Harnessing CD70-Targeted CAR-NK Cells: A Promising Approach for Hematological and Solid Cancer Therapies

Cellular immunotherapy has achieved FDA approval for certain treatments, but autologous CAR-T cell therapies are not without their drawbacks, such as safety issues and production limitations. An alternative approach is allogeneic CAR-NK cell therapy, which offers a readily available solution that avoids the challenges of CAR-T cell production. This therapy is especially promising for acute myeloid leukemia (AML) due to the natural ability of NK cells to target cancer cells, which can be further enhanced by a CAR targeting an antigen expressed by AML cells.

CD70 is a target of interest for CAR therapy in AML, as it is highly expressed on leukemic stem cells and blasts but not in normal bone marrow hematopoietic stem cells. It is also linked to other conditions such as NHL and renal cell carcinoma (RCC). However, CD70 is only expressed in immune cells like T, B, DC, and NK cells, and not in resting peripheral blood NK cells, but its expression increases upon NK cell activation.

Our research has shown that incorporating CD70-specific CARs into NK cells can lead to a reduction in cell expansion due to fratricide. Interestingly, the absence of CD70 does not hinder NK cell growth or their natural ability to kill target cells. By utilizing the TcBuster Transposon System, we successfully introduced a CD70 CAR and an IL15 gene into primary human NK cells while simultaneously removing CD70 using CRISPR/Cas9. This one-step process achieved high CAR integration and CD70 knockout rates.

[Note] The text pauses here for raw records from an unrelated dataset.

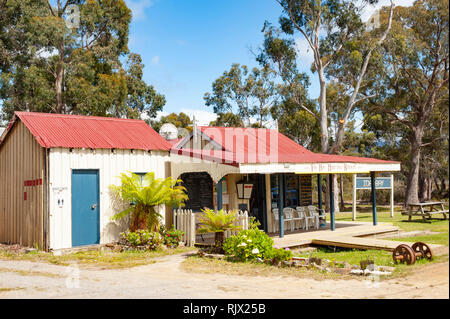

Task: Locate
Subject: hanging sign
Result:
[356,177,392,189]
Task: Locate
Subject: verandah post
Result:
[370,172,377,226]
[216,179,223,210]
[317,174,322,214]
[328,174,336,231]
[278,174,284,238]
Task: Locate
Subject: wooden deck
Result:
[273,222,445,254]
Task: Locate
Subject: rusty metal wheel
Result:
[411,241,433,260]
[392,244,416,265]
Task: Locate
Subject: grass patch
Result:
[0,247,197,269]
[0,268,64,278]
[0,287,25,293]
[294,247,448,279]
[181,255,344,280]
[336,207,449,246]
[383,233,448,246]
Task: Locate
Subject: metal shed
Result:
[0,112,171,250]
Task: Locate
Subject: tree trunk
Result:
[55,43,65,113]
[333,174,341,213]
[318,69,328,154]
[405,124,423,204]
[130,210,147,232]
[419,172,427,202]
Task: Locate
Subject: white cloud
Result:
[126,0,153,21]
[358,0,415,21]
[295,36,314,69]
[177,40,188,47]
[152,55,159,65]
[180,108,217,126]
[141,111,169,121]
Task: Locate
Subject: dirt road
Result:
[0,255,449,299]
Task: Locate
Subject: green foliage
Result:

The modified CAR-NK cells showed resistance to fratricide and expanded well after activation. The IL15 gene also helped the CAR-NK cells to persist longer in vitro without needing additional cytokines. In tests, these engineered cells were effective against various CD70-positive tumor cell lines, expressed markers of cytotoxicity, and produced cytokines such as IFNγ and TNFα.

These findings suggest that CAR-NK cell therapy targeting CD70 could be a viable treatment for AML, RCC, and other malignancies that express CD70, while also mitigating the risk of fratricide through the use of a non-viral transposon system in combination with CRISPR/Cas9 editing.